El Daimon de Sócrates no era signo del mal, sino un intermediario entre los hombres y los dioses. La verdad de Machado no era una herencia divina, sino su responsabilidad cívica, su necesidad de hacerse día a día, y no como un alma esencial, sino como un borrador. De ahí que las lecciones de Antonio Machado hayan tenido también una decisiva significación ética, un valor civil. Las razones del civismo son inseparables de un modo de entender el trabajo. En esta responsabilidad de hacerse como ciudadano y poeta, Antonio Machado y Juan de Mairena, se plantearon el sentido de la libertad. Nos advirtieron que no se trata sólo de poder decir lo que pensamos, sino también de poder pensar lo que decimos. El libro de Juan de Mairena se publicó en 1936, año de un golpe de Estado que enseñó a los españoles lo importante que es el poder decir lo que pensamos. Ahora en el 2012, con el control mediático del mundo, que sustituye la experiencia histórica por la realidad virtual, debemos recordar a Machado, intentar hacernos dueños de nuestras propias opiniones y aprender a pensar lo que decimos.
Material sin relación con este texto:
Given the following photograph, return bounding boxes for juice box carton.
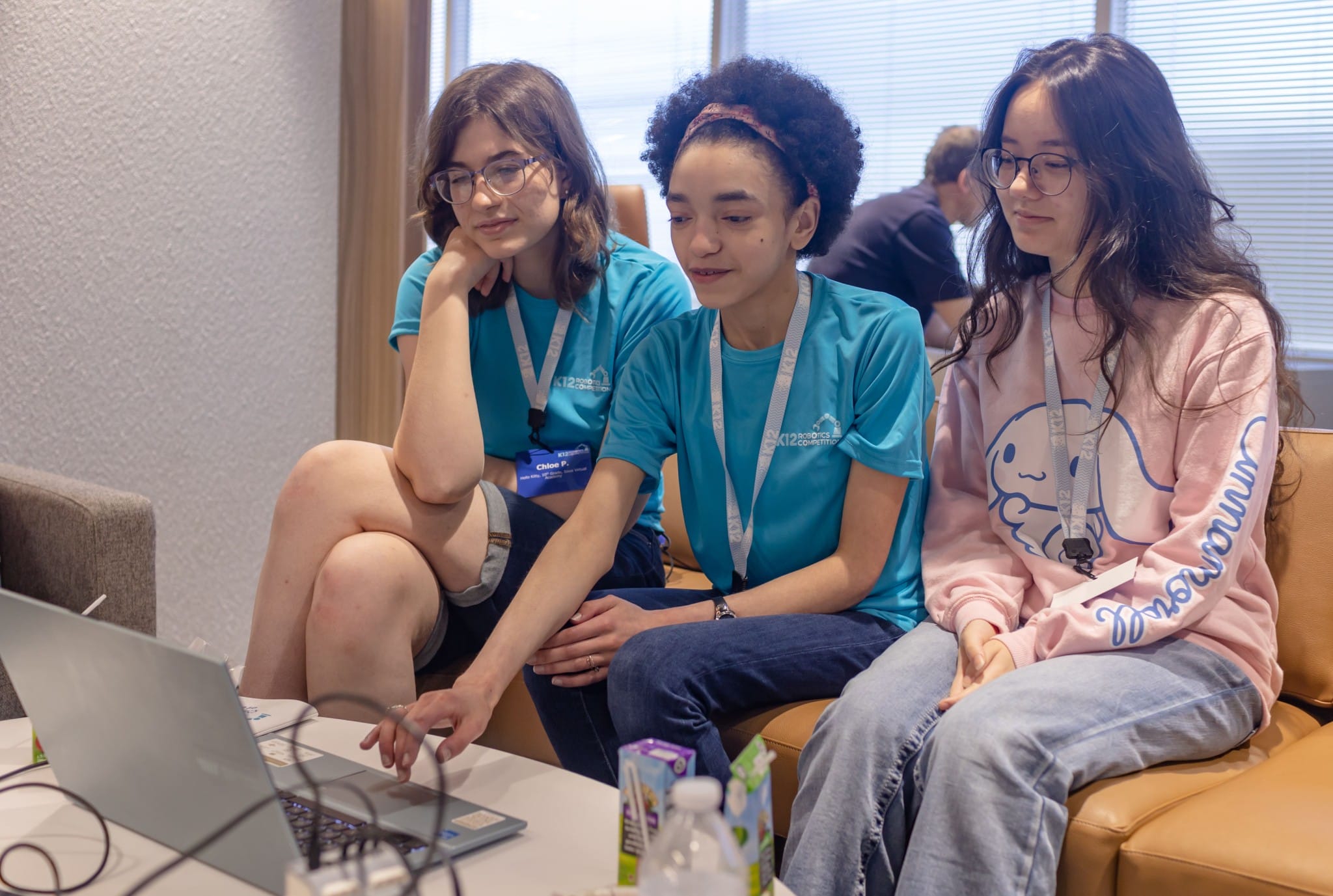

Estos son algunos de los motivos por los que yo me emocioné el 22 de febrero de 2007 ante la tumba de Machado. Hay, sin embargo, uno más que no me gustaría pasar por alto. Hice ese viaje junto al poeta y profesor Ángel González. Sus ensayos sobre el poeta sevillano han iluminado el valor radical de una poesía con apariencia sencilla. Pocas cosas tan originales en la lírica española como el atrevimiento de cambiar el significado del eco y de la voz. Ángel, como otros amigos de la generación del 50, asumió también la tradición machadiana del poeta cívico.

A esa tradición me sumé. El hundimiento de la democracia europea y del humanismo que ahora vivimos no me ha pillado entre princesas, artefactos barrocos o falsos cientifismos. A Antonio Machado se lo debo.